Quick and free OCR of PDFs using CLI

Posted on Nov 26, 2021

This is a short guide to explain how you can quickly OCR a scanned PDF on the command line.

Preparation

I assume you know how to use a terminal. And since I assume that, I assume you know how to use the package manager for your system. For macOS, this would be homebrew.

We will combine tesseract and imagemagick to do the magick for us: tesseract is the software that does the OCR for us. Since tesseract currently can’t open PDFs directly, we use imagemagick to convert our PDF to a TIFF file.

On macOS, install both tools like this:

brew install tesseract tesseract-lang imagemagick

Note: tesseract-lang is required if you want to analyze any language other than eng. Also, this might be different for other operating systems.

One-file OCR

To analyze just one file, use the following commands. I assume that your PDF file is called original.pdf. Further I assume that you’ve scanned your PDF with a resolution of 300 dpi. If this is not the case, change the value 300 below to the actual resolution (e.g. 150 dpi is another common value).

convert -density 300 original.pdf original.tiff

Now that the PDF is converted to TIFF, tesseract can read it. In the command below, again, you may need to adjust the DPI. Also if you want to analyze a file in a different language, you need to change the eng value to the value for your language. (You can even combine those, e.g. eng+deu would indicate a document which is mainly written in English but also contains German text.)

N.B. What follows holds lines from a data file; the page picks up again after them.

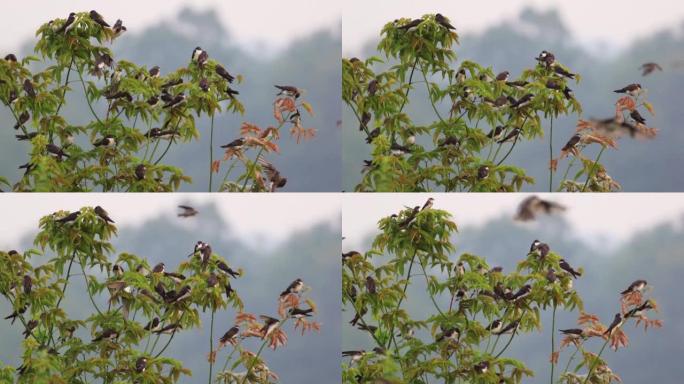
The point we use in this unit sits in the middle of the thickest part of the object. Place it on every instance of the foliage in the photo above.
(144, 113)
(126, 340)
(487, 308)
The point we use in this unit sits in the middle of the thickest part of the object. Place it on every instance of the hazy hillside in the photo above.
(637, 165)
(311, 166)
(654, 255)
(310, 255)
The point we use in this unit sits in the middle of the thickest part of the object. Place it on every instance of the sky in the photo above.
(264, 23)
(252, 217)
(610, 217)
(615, 23)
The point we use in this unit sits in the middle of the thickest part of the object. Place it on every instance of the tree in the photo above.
(454, 152)
(146, 307)
(145, 114)
(466, 341)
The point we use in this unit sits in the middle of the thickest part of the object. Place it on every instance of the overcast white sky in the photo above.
(616, 22)
(614, 216)
(253, 217)
(270, 23)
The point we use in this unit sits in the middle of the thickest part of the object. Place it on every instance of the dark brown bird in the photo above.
(188, 211)
(648, 68)
(103, 214)
(98, 19)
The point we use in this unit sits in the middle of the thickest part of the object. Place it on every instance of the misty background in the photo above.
(305, 52)
(652, 253)
(593, 39)
(308, 251)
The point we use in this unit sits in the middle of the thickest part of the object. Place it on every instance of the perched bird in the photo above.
(567, 268)
(98, 19)
(107, 334)
(637, 117)
(235, 144)
(648, 68)
(223, 73)
(503, 76)
(482, 172)
(140, 171)
(370, 285)
(443, 21)
(159, 268)
(294, 287)
(103, 214)
(230, 337)
(188, 211)
(28, 88)
(69, 218)
(270, 324)
(617, 322)
(428, 204)
(299, 313)
(154, 71)
(225, 268)
(631, 89)
(68, 23)
(141, 364)
(108, 141)
(512, 136)
(539, 248)
(288, 90)
(23, 118)
(636, 286)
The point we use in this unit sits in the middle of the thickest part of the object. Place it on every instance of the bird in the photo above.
(28, 88)
(103, 214)
(23, 118)
(482, 172)
(617, 322)
(539, 248)
(288, 90)
(636, 286)
(230, 337)
(631, 89)
(503, 76)
(294, 287)
(141, 364)
(235, 144)
(107, 334)
(370, 285)
(67, 24)
(140, 171)
(69, 218)
(299, 313)
(154, 71)
(567, 268)
(118, 27)
(98, 18)
(428, 204)
(159, 268)
(188, 211)
(270, 324)
(637, 117)
(107, 141)
(225, 268)
(648, 68)
(443, 21)
(175, 101)
(223, 73)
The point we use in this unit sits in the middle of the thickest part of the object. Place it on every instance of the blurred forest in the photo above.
(310, 255)
(311, 63)
(653, 255)
(639, 165)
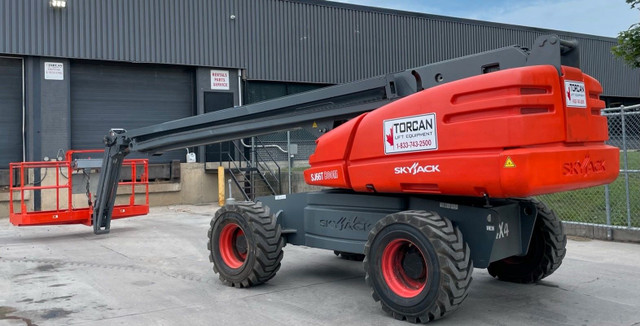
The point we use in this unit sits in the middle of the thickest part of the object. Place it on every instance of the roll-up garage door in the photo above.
(11, 111)
(129, 96)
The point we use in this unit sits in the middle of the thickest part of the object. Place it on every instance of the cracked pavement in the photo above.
(154, 270)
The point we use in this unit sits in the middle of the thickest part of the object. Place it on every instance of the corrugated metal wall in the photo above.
(282, 40)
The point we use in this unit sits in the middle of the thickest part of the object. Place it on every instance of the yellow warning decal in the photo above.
(509, 163)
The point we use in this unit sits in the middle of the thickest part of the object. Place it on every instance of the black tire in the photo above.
(245, 244)
(545, 254)
(417, 265)
(349, 255)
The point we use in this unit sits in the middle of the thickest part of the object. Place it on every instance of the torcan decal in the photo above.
(410, 134)
(575, 94)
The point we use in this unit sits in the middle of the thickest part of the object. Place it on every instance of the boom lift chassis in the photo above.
(416, 260)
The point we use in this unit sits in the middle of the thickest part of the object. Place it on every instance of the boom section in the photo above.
(318, 110)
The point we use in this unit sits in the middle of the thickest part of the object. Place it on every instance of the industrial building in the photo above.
(71, 70)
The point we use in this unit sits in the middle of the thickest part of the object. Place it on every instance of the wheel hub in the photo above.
(404, 268)
(412, 263)
(233, 245)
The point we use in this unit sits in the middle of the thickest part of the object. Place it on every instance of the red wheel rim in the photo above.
(232, 255)
(394, 270)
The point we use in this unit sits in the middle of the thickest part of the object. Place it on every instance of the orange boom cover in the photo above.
(512, 133)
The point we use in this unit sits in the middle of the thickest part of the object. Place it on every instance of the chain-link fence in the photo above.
(616, 205)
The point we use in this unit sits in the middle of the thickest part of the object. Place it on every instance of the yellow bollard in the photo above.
(221, 186)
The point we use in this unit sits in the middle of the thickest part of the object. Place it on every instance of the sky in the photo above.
(596, 17)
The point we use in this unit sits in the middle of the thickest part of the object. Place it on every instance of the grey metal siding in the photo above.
(282, 40)
(10, 111)
(115, 95)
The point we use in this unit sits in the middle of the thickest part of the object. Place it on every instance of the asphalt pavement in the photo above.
(154, 270)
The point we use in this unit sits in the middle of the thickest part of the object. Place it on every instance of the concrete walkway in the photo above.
(154, 270)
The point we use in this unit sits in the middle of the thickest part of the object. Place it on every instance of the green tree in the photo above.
(628, 48)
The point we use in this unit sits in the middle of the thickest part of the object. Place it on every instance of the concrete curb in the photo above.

tesseract original.tiff analyzed --dpi 300 -l eng pdf

When tesseract is done you should be able to copy text out of your PDF. If that worked well, I suggest to delete the TIFF file, as it is usually quite large: rm original.tiff

Mass OCR

If you want to analyze many PDFs, you’ll find a script below to help you with that. It assumes that the PDFs to analyze are in a folder called ./input. It will write the PDFs to a folder called ./output. These folders should be relative to the script file.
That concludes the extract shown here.